Здесь, наверху, еще можно было дышать. Испарения болот не доносились к высоким террасам сада. Иногда пролетал идущий поверху ветер. Широкие кроны лип и серебряных тополей заслоняли от безудержно палящего солнца.

Александр сидел в саду на золотом троне, в диадеме, во всей пышности своего царского сана. Его придворные - этеры, военачальники, македонские и персидские вельможи - расположились по обе стороны царя на креслах с серебряными ножками; их кресла были несколько ниже, чем царский трон.

За спиной царя полукругом стояли евнухи в белых индийских одеждах, скрестив на груди руки. Так полагалось у персидских царей, и теперь так же полагалось у царя македонского.
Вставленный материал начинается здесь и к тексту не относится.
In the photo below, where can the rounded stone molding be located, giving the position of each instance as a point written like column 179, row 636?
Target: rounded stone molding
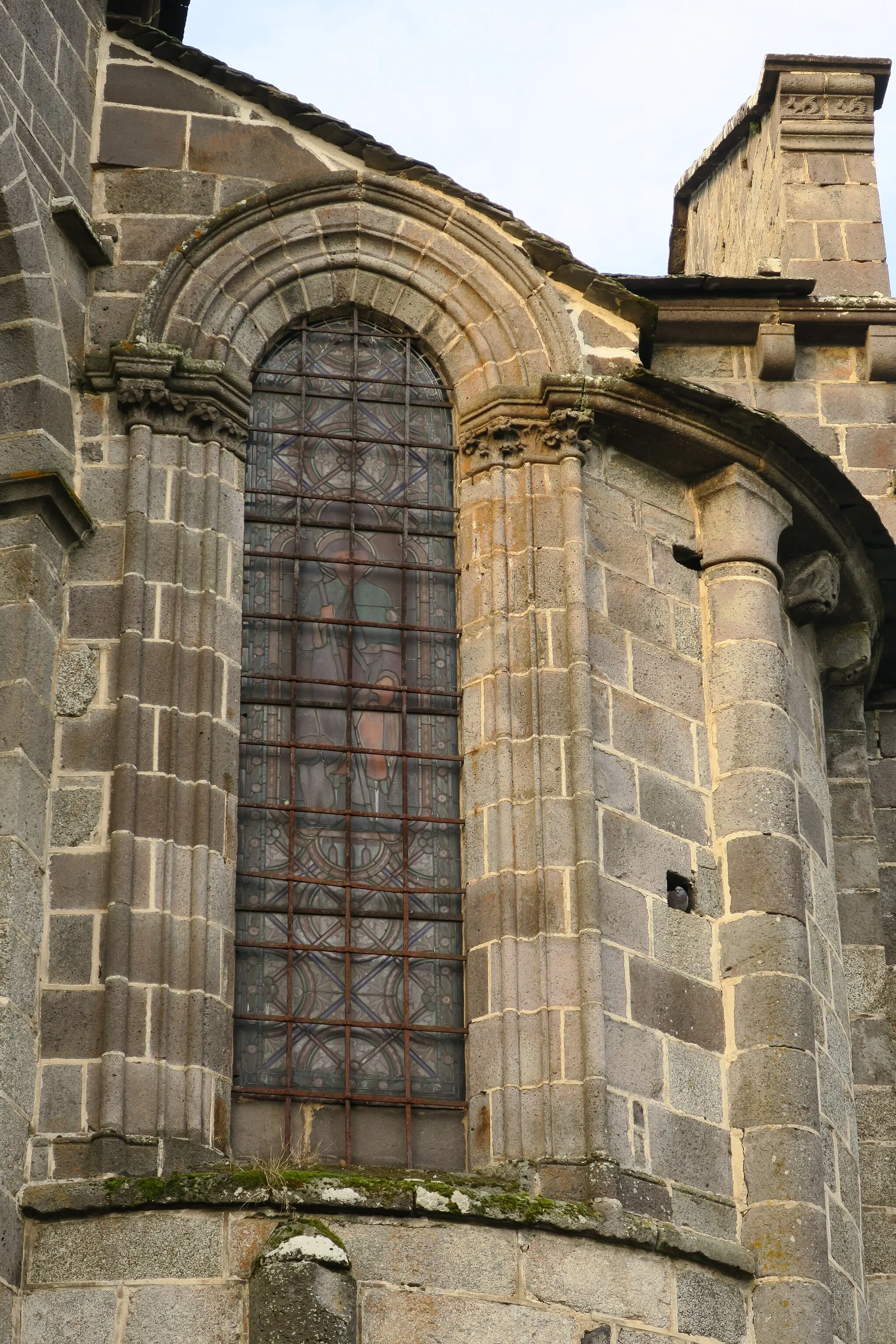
column 438, row 269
Мимо царя и его военачальников проходили недавно завербованные войска - персидские, мидийские, отряды из Карии, из Лидии, отряды с побережья… Походным строем, в полном снаряжении, воины проходили перед царем мерным шагом, стараясь показать свою отличную выправку, - царь строг, его зоркий глаз видит все, и никакая оплошность не пройдет мимо него.

Царь хмуро оглядывал воинов. И тут же распределял их по фалангам. Много персов попадало в македонские фаланги. Персы принимали его приказы с низким поклоном. Македоняне терпели и молчали.
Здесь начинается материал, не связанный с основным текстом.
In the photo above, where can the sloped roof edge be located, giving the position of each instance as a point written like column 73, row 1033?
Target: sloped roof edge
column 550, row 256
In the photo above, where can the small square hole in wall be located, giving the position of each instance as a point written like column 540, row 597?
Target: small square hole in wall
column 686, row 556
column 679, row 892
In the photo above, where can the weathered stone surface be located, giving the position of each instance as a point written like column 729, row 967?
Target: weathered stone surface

Это длилось уже несколько дней. Вавилон был набит войсками. Долина вокруг Вавилона превратилась в сплошной военный лагерь. Корабли Неарха уже стояли под парусами на Евфрате. Александр готовился выступить и по суше, и по воде. Аравия велика - ему нужно много войска. И потоки военных отрядов без конца проходили один за другим под хмурым, внимательным взглядом царя.

Александр устал. Но он искал усталости. Заботы, распоряжения и замыслы - огромные, неслыханные замыслы: покорить земли, лежащие по берегам Срединного моря, покорить Аравию и Африку, построить дорогу через пустыню и прорыть на всем ее протяжении колодцы, углубить русло Евфрата и сделать Вавилон морским портом. Все это не оставляло царю свободных минут, но он и боялся этих минут - сразу наваливалась тоска, от которой не было защиты. Лишь только неотложные дела отступали от него, перед глазами являлось мраморное, застывшее лицо, черные полумесяцы ресниц, плотно закрывшие угасшие глаза, неподвижное тело, из которого ушла жизнь. Это было труднее всех дел и всех забот. Это было невыносимо.
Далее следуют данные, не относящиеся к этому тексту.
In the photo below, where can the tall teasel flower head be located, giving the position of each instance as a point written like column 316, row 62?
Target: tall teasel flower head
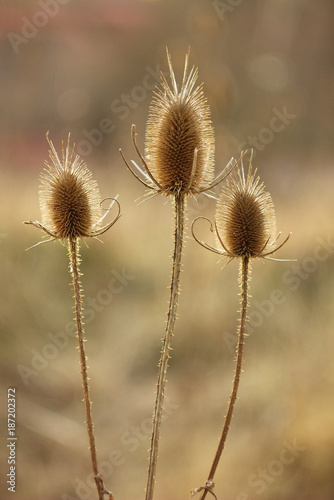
column 179, row 146
column 245, row 224
column 69, row 197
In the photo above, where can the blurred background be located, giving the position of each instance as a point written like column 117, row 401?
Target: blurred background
column 90, row 68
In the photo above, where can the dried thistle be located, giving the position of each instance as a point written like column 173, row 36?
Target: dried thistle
column 70, row 204
column 179, row 160
column 245, row 228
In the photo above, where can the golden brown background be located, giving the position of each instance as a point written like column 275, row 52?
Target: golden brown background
column 84, row 66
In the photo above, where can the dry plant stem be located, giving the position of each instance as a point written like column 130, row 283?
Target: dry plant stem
column 75, row 272
column 166, row 342
column 244, row 278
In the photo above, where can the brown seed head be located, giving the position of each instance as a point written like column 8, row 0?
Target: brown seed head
column 69, row 197
column 245, row 216
column 179, row 135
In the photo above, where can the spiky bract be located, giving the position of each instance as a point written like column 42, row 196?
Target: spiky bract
column 245, row 216
column 179, row 136
column 69, row 198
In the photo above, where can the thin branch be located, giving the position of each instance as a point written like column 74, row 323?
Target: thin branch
column 244, row 278
column 75, row 272
column 166, row 343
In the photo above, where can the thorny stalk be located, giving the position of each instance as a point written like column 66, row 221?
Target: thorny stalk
column 75, row 272
column 244, row 280
column 179, row 203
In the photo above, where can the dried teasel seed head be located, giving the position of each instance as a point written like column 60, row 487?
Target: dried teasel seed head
column 179, row 148
column 69, row 198
column 245, row 217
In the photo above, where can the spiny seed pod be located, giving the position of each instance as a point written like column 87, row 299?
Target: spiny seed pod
column 245, row 224
column 245, row 216
column 69, row 198
column 179, row 135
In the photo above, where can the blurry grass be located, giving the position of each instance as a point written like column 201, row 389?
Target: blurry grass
column 286, row 388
Ветер замер. Неподвижный воздух навалился густым зноем. Александр не выдержал. Он вдруг поднялся, сбросил одежду и скорым шагом направился к бассейну, где, пронизанная золотыми искрами, прохладно голубела вода. Невысокие кудрявые кусты окружали бассейн, белая лестница вела прямо к воде.

Свита последовала за Александром. Так полагалось у персидских царей. Так теперь полагается и у него, царя македонского. Нагревшаяся под солнцем вода не дала свежести. Александр, не вытираясь, надел хитон. Мокрые, уже отросшие волосы торчали над белым округлым лбом.

Тем же скорым шагом царь поднялся по мраморным ступеням на зеленую террасу, где проходил смотр войска, - и в ужасе остановился. На его троне, в его царской одежде и с диадемой на голове неподвижно сидел какой-то чужой человек. Евнухи кричали и плакали, били себя по лицу, рвали на себе одежду, - неизвестный сел на царский трон, что предвещает ужасное несчастье, а они, евнухи, не смогли помешать этому: персидский обычай запрещал им прикасаться к трону царя.